LNG as a Maritime Fuel  The main purpose of Puget Sound Energy’s Tacoma LNG facility is for the storage and distribution of LNG as a maritime fuel. For years TOTE Maritime has been the only official maritime customer, but their operations only use a fraction of the 8 million gallon storage tank. Permit applications for Puget Sound Clean Air Agency (PSCAA) show that almost 75% of the gas would be for maritime use, including bunker barging. Bunker barging involves ships with large fuel tanks on board that can travel to refuel LNG-powered ships in the region. LNG has been touted as a better solution than diesel fuels, but these claims have now been widely disputed, as the science behind measuring methane leaks along the supply chain have advanced. The International Council on Clean Transportation and a working group of the International Maritime Organization have concluded that “LNG is not a climate solution for shipping”.

Health & Safety Risks  LNG storage and transport pose numerous serious safety risks. The superchilled liquid can cause cryogenic burns and suffocation due to lack of oxygen, in or out of water. If a storage tank is ruptured or the refrigeration fails, the liquid will warm rapidly, expanding its volume while it returns to highly flammable gas instead of liquid. Explosions, fireballs, toxic vapor clouds, and heat intense enough to melt steel, can result and impact workers and communities within several miles. 

In the case of PSE’s Tacoma LNG, there are additional safety concerns due to the chosen site. The facility sits on the Cascadia earthquake fault line and a lahar lava flow zone, on soil that could be prone to liquefaction. City of Tacoma projections also estimate that the area will experience regular flooding by 2050. Puget Sound Energy has never operated this particular type of facility before and has a bad track record of fires and explosions attributed to poor maintenance of gas infrastructure. 
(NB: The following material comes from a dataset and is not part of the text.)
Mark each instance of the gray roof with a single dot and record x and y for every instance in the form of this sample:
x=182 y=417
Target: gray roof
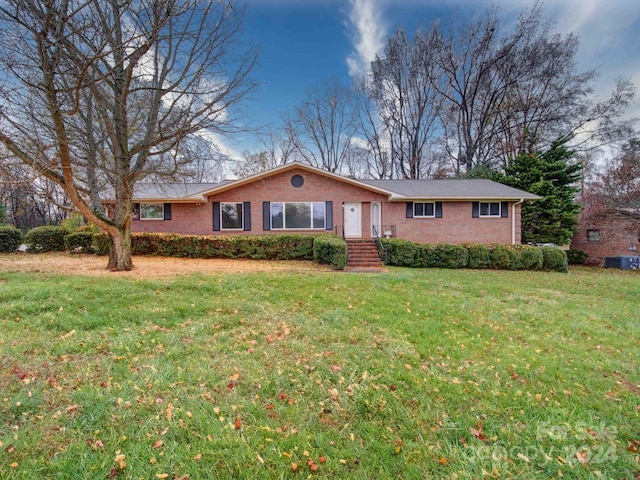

The proximity of this facility to large populations, schools, the Puyallup Reservation, and immigrants detained in the for-profit NWDC prison create concerns of human rights violations, and environmental injustices. Health impacts can arise from the facilty’s emissions of volatile organic compounds, ozone, nitrogen dioxide, particulate matter, carbon monoxide, formaldehyde, polycyclic aromatic hydrocarbons, and benzene. Leading to cancer, organ damage, lung disease, heart disease, early death, birth defects and other ailments.
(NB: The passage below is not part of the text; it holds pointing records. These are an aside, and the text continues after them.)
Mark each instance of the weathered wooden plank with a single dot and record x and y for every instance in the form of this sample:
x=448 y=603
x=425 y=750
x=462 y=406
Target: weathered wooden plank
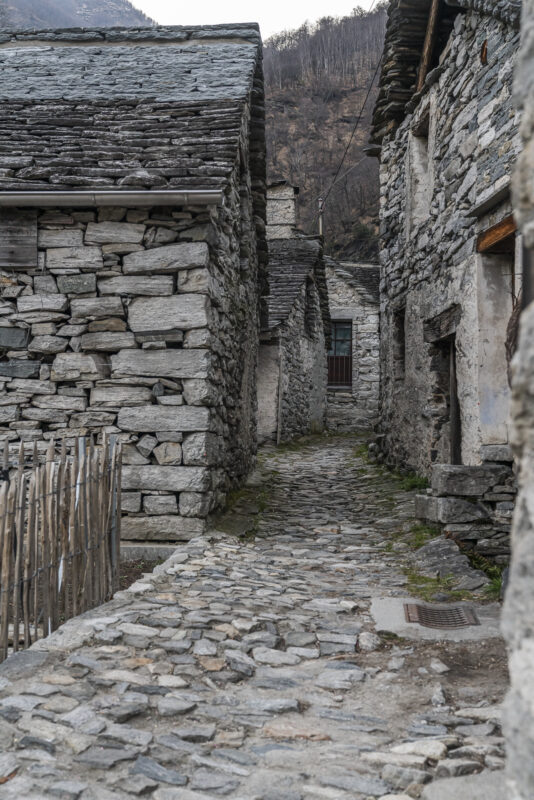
x=18 y=238
x=495 y=235
x=430 y=42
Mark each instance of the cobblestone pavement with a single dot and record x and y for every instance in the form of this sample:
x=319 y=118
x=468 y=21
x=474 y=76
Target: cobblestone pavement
x=251 y=670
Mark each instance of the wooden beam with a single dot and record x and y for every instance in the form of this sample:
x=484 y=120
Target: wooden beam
x=18 y=239
x=487 y=240
x=428 y=47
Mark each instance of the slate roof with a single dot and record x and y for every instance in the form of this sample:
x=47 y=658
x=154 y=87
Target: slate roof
x=291 y=263
x=121 y=108
x=365 y=278
x=405 y=36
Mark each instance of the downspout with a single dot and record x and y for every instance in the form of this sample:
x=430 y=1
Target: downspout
x=124 y=198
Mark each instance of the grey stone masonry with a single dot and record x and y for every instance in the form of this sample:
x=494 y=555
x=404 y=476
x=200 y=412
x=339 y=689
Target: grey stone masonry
x=454 y=148
x=519 y=605
x=473 y=505
x=139 y=321
x=292 y=368
x=152 y=108
x=448 y=298
x=353 y=296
Questionable Economics  Puget Sound Energy is guaranteed a return on infrastructure development for residential customers in the state of Washington. By claiming part of the facility’s use will be for peak-shaving (supplying backup power on a few of the coldest days of the year) it is able to request a rate increase to recover part of the investment. The need for peak shaving has been questioned, the demand forecasts written by PSE. Despite unproven need and residential peak-shaving only accounting for about 2% of the lifetime use of the facility, in 2023 PSE requested residential customers to cover almost half of the construction costs! This drew widespread opposition from the public and was opposed by the Attorney General

This abuse of rate increases to line shareholder pockets while families struggle to pay utility bills, and the violations of Indigenous sovereignty and threats to public health and safety posed by the Tacoma LNG refinery are a few of the reasons nonprofit organizations and community groups are pledging to Reject Puget Sound Energy’s Dirty Money.